I think this is one of the most important things a startup can do – be clever. Most ideas and startups aren’t that interesting when you get down to it. They just try to take a slightly better approach to solving the same problem. It’s not that those companies end up becoming bad businesses either, but they’re missing that special something. The best startups tend to have something really clever in their early days that make people do a double take.

Airbnb? Let people turn their existing homes into a “hotel room” and extra income.

Zenefits? Give people free software in order to get the rights to health insurance.

Instacart? Deliver groceries on-demand by using existing retail as warehouses instead of building your own warehouse.

The list goes on and on, but many of the best startups end up doing something very clever to become a breakout hit. It’s the essence of what I define as “hacking”. I define hacking as making an existing system or stringing disparate existing systems together to produce a result it was never intended to do.

Clever ideas are often not scalable at all in the beginning. That’s why they’re clever and most people haven’t tried them in the past. They require a lot of elbow grease to make something work well in the beginning. Over time they can get scalable.

Clever ideas often end up being 10x improvements over existing services trying to solve a similar problem.

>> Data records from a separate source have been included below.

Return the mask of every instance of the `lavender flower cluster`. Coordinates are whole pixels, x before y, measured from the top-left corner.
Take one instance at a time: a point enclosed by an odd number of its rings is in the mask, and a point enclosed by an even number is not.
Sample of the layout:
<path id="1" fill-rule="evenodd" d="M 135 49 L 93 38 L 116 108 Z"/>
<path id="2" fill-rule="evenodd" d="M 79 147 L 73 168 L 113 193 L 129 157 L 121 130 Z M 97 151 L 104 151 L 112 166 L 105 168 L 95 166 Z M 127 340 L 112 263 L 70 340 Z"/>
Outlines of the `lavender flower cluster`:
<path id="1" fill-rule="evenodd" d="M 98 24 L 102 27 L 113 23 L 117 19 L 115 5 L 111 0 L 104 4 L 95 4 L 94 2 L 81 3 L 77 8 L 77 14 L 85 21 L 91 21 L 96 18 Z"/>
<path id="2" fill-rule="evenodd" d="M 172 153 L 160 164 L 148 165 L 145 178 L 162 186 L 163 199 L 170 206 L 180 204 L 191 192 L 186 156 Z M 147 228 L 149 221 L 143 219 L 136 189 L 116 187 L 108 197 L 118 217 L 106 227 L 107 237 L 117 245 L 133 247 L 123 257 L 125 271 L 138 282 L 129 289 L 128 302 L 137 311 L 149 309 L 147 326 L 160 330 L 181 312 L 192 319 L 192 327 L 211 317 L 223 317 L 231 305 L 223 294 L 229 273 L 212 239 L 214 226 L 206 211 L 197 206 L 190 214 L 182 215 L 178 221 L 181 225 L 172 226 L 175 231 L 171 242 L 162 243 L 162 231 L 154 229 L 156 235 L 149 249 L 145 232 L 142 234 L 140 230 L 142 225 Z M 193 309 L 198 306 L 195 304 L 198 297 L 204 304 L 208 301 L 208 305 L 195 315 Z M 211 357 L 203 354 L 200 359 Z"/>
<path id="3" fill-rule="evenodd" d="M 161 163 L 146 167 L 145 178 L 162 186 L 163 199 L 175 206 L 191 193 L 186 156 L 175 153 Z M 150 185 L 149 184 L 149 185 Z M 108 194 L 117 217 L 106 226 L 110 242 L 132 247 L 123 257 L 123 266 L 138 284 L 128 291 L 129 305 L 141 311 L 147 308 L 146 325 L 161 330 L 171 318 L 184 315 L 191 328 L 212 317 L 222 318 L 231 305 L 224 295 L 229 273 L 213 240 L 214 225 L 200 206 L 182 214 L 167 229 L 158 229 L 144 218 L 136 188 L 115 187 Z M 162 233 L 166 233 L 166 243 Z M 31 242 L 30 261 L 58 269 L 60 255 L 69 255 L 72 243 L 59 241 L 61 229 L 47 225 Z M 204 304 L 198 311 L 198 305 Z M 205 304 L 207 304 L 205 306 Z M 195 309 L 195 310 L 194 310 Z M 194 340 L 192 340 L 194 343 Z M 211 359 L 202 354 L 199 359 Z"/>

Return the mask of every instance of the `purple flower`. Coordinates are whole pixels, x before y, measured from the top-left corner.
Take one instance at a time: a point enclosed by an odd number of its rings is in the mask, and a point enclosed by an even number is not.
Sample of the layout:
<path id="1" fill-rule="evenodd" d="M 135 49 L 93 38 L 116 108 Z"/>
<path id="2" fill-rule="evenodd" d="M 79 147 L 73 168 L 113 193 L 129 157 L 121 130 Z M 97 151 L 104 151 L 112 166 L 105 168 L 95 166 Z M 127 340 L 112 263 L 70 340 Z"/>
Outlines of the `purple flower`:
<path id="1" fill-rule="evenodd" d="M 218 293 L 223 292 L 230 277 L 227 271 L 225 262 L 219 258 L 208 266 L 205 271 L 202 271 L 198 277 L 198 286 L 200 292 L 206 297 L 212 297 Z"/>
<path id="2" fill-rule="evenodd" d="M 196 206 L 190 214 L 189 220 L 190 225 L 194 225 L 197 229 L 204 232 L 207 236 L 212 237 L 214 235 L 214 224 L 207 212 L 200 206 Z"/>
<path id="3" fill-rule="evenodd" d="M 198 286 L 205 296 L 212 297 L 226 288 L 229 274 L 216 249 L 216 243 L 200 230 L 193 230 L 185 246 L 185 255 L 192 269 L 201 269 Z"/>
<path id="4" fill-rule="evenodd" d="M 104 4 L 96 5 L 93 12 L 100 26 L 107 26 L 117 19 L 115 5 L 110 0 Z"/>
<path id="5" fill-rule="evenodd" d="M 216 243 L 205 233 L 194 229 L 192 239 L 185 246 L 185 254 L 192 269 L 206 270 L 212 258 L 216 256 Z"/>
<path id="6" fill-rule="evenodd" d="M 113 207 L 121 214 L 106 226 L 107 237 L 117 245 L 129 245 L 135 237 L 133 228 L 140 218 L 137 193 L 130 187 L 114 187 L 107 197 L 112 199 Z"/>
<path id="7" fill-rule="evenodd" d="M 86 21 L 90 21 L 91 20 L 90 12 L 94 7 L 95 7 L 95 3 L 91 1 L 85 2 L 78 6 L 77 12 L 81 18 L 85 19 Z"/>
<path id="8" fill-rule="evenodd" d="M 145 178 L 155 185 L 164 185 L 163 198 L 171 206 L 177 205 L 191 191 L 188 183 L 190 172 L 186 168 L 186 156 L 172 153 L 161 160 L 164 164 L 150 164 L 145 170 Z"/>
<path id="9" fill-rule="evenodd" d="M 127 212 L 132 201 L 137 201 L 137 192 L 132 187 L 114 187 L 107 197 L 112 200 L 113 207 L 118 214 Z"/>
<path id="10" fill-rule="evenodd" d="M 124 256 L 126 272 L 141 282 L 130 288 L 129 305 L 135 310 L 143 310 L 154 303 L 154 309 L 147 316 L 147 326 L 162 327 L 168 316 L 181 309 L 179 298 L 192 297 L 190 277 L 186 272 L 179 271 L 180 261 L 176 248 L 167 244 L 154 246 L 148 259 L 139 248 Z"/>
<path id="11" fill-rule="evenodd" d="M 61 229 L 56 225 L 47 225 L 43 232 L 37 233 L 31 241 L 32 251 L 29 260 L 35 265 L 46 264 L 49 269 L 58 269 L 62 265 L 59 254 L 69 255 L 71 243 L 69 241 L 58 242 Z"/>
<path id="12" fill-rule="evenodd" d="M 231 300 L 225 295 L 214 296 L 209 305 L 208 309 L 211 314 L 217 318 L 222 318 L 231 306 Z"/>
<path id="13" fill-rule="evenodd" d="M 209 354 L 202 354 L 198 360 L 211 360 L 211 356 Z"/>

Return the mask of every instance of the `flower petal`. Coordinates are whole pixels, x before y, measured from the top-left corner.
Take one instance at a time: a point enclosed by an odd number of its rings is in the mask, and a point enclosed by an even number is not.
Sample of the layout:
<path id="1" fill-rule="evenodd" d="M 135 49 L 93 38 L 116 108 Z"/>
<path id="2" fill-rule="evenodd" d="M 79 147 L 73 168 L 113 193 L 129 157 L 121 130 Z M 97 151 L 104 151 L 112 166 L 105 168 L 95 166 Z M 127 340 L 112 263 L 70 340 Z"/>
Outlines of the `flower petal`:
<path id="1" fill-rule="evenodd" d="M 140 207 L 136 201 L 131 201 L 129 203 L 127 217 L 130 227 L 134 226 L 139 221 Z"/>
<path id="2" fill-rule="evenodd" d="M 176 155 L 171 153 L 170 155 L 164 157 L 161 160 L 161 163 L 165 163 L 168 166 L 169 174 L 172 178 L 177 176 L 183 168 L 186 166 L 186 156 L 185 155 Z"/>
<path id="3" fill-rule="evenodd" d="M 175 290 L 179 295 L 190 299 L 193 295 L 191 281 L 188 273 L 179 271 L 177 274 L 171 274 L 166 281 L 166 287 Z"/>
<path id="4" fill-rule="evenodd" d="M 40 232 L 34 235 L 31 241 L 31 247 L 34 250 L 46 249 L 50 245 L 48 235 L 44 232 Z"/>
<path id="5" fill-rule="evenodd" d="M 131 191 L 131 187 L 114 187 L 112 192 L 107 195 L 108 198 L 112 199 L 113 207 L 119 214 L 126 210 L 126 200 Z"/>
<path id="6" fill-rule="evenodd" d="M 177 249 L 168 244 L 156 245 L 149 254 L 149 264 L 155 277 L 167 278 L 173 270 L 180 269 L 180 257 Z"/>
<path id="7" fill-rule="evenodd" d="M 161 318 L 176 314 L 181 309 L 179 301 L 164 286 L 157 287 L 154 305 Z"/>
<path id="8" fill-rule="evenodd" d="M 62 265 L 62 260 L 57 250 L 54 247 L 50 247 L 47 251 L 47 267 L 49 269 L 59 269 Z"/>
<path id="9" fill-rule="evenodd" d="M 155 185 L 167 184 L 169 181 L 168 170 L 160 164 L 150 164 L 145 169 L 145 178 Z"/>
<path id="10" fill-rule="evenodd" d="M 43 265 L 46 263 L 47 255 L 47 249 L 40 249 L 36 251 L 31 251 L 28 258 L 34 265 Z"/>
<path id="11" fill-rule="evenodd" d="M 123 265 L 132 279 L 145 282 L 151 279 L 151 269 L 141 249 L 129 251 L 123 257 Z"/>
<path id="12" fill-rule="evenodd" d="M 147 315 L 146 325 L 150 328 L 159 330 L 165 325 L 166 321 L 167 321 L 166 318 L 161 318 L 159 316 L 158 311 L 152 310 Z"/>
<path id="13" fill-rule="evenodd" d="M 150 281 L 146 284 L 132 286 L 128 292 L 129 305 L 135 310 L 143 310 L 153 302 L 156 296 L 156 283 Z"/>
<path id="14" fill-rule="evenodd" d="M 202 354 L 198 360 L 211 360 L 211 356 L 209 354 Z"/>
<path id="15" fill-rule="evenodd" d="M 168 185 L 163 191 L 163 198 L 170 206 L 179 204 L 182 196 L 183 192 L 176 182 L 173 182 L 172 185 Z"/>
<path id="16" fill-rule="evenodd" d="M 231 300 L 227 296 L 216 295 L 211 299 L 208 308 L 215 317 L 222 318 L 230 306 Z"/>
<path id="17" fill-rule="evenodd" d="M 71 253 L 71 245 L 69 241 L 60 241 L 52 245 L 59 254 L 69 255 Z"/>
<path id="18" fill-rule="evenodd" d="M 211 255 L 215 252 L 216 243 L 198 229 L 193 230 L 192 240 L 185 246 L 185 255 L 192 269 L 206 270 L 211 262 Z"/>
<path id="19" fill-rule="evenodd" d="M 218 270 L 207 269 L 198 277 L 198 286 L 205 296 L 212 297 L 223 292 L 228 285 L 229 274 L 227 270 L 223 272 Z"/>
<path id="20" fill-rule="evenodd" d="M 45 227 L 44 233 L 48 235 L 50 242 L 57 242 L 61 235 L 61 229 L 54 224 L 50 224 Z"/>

The reason is that the incumbent is often stuck doing things the old way. They don’t get a chance to rethink how things should be done utilizing new tools and doing unconventional manners.

Lastly, I think Clever startups are also the toughest to raise money on in the beginning. Many people passed on AirBnB in the beginning. It was just such an conventional and hacked way to do things. It seemed like such a stretch from reality. The beauty is when you turn the seemingly impossible into reality and the consumer wins.